On March 1st I began an essential component of my internship – shorebird surveys! For approximately two weeks I will participate in the Copper River Delta Shorebird Survey (CRDSS). The CRDSS is part of the Pacific Flyway Shorebird Survey (PWSS), an international effort to keep track of shorebird numbers. Shorebird populations are recorded and entered by citizen scientists (such as myself!) into an accessible database known as the California Avian Data Center (CADC). With the information from the database, scientists and land managers can make the appropriate conservation decisions. For example, they can prioritize certain habitats that are deemed vital stopover sites for shorebirds during their spring and fall migration.

On my first day I got a firsthand experience on what a true Copper River Delta spring is like. According to the locals, I was spoiled in the month of April because it was sunny and calm for the majority of the month. When May arrived, however, it was pouring rain. Fortunately, my supervisor had double checked with me before I arrived at Cordova and made sure I had a rubber-based raincoat. A normal water resistant raincoat will become obsolete over time, losing its water resistance from the Alaskan downpours. In addition, I was glad I learned about the proper (clothes) layering techniques from attending college in the Midwest. Despite the rain pouring sideways at certain points, I was pumped to go out there and count some shorebirds!

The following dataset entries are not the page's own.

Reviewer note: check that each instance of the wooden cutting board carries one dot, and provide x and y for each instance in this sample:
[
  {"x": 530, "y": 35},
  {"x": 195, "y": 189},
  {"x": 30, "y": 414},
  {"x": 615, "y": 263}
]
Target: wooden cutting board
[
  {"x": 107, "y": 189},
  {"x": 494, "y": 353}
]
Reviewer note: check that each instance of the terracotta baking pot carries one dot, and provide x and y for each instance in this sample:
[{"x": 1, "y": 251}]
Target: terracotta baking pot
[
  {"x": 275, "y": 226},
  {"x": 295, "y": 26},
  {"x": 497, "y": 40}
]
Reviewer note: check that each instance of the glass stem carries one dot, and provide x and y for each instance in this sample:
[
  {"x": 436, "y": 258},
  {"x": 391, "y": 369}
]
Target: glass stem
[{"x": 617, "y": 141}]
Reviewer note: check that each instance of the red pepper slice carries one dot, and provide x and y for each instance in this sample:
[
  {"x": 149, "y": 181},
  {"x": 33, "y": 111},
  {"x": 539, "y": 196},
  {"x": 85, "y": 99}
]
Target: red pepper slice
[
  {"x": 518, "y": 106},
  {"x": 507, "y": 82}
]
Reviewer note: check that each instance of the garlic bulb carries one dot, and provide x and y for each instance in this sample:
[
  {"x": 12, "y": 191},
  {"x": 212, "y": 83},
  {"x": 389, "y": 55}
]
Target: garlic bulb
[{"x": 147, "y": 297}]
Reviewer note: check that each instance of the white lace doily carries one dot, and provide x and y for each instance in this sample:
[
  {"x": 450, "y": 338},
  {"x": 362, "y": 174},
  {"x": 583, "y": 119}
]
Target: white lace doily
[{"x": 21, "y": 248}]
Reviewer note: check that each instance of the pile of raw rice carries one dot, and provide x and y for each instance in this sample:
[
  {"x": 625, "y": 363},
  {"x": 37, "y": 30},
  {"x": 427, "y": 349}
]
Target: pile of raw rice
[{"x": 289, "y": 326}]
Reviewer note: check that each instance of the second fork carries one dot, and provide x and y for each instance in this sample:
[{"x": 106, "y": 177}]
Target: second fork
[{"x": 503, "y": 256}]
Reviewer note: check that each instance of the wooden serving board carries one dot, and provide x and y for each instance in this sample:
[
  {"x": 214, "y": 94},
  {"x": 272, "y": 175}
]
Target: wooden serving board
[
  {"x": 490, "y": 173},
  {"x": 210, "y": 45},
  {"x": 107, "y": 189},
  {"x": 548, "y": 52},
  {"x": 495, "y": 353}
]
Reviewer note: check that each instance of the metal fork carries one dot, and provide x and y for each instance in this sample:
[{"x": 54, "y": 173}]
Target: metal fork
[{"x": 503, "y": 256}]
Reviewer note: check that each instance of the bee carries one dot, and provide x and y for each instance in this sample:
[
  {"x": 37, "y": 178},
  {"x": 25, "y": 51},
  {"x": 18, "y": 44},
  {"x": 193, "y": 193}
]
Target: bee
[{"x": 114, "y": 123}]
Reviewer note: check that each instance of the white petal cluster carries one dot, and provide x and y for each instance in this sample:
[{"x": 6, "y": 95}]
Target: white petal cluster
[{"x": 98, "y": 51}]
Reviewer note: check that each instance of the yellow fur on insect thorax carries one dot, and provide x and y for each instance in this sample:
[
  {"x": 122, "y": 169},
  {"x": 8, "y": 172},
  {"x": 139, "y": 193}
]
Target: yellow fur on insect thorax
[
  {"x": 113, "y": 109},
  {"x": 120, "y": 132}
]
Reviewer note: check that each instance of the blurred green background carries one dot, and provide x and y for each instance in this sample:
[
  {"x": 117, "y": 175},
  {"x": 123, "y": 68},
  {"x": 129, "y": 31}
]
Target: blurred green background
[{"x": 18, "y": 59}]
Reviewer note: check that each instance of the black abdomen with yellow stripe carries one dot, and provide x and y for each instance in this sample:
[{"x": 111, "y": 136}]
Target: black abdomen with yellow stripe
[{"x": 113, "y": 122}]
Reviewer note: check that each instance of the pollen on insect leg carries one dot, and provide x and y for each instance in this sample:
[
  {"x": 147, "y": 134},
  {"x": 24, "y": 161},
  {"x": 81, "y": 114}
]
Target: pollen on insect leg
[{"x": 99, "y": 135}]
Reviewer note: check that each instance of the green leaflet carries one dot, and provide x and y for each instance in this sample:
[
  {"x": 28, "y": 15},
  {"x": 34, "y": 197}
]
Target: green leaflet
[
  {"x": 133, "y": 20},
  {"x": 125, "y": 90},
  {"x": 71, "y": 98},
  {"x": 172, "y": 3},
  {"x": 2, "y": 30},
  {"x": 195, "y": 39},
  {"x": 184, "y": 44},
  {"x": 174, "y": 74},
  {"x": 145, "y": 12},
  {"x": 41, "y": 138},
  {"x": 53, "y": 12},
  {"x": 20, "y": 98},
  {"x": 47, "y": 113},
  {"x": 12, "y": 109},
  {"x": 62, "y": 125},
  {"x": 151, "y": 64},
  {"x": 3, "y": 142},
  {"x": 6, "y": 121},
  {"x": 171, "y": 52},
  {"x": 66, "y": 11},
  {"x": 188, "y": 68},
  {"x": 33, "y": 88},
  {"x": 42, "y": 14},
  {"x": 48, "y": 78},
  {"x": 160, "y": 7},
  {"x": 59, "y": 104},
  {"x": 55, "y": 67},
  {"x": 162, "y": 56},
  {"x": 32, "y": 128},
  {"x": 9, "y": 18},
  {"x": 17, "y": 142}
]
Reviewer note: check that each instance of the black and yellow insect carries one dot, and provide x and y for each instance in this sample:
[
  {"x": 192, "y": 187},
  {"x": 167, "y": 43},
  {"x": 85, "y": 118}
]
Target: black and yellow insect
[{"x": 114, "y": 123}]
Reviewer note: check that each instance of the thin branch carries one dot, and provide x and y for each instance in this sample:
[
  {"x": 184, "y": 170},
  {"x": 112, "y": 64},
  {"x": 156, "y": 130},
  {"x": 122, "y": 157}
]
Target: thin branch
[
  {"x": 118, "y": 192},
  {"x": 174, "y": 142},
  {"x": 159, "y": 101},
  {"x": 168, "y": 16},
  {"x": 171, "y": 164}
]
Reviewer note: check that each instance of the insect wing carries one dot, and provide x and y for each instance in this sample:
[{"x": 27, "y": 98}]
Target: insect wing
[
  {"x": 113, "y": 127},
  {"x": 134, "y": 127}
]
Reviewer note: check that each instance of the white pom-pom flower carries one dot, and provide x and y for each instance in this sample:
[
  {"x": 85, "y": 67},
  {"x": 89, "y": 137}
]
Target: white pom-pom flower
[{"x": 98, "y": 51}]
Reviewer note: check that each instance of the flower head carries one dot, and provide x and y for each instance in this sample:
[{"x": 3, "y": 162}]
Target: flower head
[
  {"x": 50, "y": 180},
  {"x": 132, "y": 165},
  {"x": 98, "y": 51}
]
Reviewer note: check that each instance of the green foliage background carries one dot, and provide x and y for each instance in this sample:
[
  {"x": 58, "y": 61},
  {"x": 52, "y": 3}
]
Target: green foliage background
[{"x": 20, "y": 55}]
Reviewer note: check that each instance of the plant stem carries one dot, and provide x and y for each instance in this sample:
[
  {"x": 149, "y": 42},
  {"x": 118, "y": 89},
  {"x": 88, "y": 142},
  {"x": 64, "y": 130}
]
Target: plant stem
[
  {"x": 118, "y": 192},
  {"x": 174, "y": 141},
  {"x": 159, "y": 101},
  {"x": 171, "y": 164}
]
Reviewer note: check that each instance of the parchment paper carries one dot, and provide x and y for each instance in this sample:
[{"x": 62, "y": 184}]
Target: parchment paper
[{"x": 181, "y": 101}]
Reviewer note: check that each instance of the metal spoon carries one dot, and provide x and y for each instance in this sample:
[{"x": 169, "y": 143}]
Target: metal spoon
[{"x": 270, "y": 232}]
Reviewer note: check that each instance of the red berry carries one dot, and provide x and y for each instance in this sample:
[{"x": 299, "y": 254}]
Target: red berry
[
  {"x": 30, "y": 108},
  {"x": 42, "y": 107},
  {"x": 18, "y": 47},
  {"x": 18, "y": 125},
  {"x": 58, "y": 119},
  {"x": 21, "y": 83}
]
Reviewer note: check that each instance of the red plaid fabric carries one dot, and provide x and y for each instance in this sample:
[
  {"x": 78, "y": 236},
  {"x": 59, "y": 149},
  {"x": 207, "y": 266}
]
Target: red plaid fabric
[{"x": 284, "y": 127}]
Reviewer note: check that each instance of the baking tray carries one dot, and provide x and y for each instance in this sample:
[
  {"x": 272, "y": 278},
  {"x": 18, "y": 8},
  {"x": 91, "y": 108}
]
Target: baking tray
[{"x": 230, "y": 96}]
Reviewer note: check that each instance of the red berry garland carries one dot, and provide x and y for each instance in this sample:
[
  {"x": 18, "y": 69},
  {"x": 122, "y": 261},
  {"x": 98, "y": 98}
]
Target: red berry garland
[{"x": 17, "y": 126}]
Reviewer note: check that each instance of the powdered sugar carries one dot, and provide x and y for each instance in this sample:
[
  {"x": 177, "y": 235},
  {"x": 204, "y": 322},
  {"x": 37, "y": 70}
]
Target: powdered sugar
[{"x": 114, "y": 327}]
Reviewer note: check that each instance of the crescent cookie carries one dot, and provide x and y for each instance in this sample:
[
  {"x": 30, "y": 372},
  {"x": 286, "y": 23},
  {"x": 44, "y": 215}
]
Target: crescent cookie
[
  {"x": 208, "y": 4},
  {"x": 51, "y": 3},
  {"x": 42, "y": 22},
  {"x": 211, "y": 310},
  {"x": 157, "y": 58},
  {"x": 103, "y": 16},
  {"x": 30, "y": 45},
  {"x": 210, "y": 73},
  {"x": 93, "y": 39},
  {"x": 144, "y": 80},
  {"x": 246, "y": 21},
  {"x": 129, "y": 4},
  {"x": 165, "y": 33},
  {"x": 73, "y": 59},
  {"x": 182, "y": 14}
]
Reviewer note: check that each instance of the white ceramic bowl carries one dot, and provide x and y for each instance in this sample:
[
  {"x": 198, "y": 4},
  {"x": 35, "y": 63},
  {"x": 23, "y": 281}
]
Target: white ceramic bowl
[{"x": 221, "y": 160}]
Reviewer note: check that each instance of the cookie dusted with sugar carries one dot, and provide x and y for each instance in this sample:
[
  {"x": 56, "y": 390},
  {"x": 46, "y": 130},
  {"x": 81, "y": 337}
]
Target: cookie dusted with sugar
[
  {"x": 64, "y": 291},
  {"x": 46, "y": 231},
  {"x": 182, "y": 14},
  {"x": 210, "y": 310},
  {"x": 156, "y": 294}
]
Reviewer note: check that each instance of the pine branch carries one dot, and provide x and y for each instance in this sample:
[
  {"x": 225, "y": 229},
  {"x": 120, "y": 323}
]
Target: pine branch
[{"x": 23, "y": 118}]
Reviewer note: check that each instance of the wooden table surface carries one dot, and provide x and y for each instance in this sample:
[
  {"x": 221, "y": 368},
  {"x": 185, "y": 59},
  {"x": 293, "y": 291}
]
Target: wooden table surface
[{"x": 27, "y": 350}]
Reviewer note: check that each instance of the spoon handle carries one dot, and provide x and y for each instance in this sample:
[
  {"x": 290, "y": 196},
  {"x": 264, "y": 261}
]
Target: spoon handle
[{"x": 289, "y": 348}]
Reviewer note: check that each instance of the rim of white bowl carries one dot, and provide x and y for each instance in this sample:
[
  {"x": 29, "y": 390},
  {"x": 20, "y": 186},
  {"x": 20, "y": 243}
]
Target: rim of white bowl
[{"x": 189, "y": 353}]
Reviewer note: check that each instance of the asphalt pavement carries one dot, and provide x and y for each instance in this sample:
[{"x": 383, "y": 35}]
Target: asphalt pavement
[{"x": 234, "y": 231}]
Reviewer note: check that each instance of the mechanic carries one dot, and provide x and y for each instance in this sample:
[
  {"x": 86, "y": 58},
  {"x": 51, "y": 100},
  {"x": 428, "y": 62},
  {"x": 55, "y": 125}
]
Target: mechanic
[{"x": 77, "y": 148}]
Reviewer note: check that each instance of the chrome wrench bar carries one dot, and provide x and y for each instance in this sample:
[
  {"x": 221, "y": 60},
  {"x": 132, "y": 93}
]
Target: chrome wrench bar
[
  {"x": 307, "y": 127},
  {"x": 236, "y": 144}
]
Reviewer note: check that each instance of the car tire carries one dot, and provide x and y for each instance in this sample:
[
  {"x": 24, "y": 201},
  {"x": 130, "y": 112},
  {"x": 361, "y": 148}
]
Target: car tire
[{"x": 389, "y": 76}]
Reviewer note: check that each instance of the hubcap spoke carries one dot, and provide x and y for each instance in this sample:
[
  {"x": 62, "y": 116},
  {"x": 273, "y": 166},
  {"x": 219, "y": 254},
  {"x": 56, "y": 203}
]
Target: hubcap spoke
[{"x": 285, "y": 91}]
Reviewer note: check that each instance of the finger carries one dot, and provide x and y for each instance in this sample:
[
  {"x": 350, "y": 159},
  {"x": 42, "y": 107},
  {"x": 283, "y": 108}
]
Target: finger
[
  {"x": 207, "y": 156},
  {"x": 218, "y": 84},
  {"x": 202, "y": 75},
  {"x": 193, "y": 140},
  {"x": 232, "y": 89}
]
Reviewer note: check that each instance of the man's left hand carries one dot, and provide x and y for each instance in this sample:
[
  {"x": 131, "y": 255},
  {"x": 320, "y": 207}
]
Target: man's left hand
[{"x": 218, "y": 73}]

When I went out to the survey sites (I have three) I was assisted by a couple volunteers (shout out to them for tolerating the rain with me!) with the counts. One of the volunteers is an avian research assistant, therefore an expert birder who quickly spotted shorebirds that I had narrowly missed. At first we did not see many shorebirds; in total from two out of the three survey sites we only saw an adorable oystercatcher. Once we went to our final survey site we noticed a large flock of peeps flying! I was excited and counted them immediately, but they were a bit restless and kept landing and departing. The flock would only stay on the ground for a few seconds. Luckily for me they landed and foraged just long enough for me to identify the species in the flock. I noticed that out of approximately 300 peeps, 10% of the flock were Least Sandpipers and the rest were Western Sandpipers. This identification would have been impossible if they had not stayed put on the mudflat.

A few minutes after the survey was over, I noticed why the birds were reluctant to land. There was a Merlin (small bird of prey) flying directly at them and around them. Too bad the survey was over because I could have counted this interaction and also the Whimbrel that landed near us as well. At any rate, I can’t wait to see more shorebirds that will stop by to refuel before they fly up to their breeding grounds in northern Alaska. I’ll be conducting these surveys in the next two weeks and I’m excited for shorebird festival that will occur this week from the 3rd to the 6th! Whoo-hoo Shorebirds!

PS. In the above picture notice that it was a beautiful day when I was conducting surveys.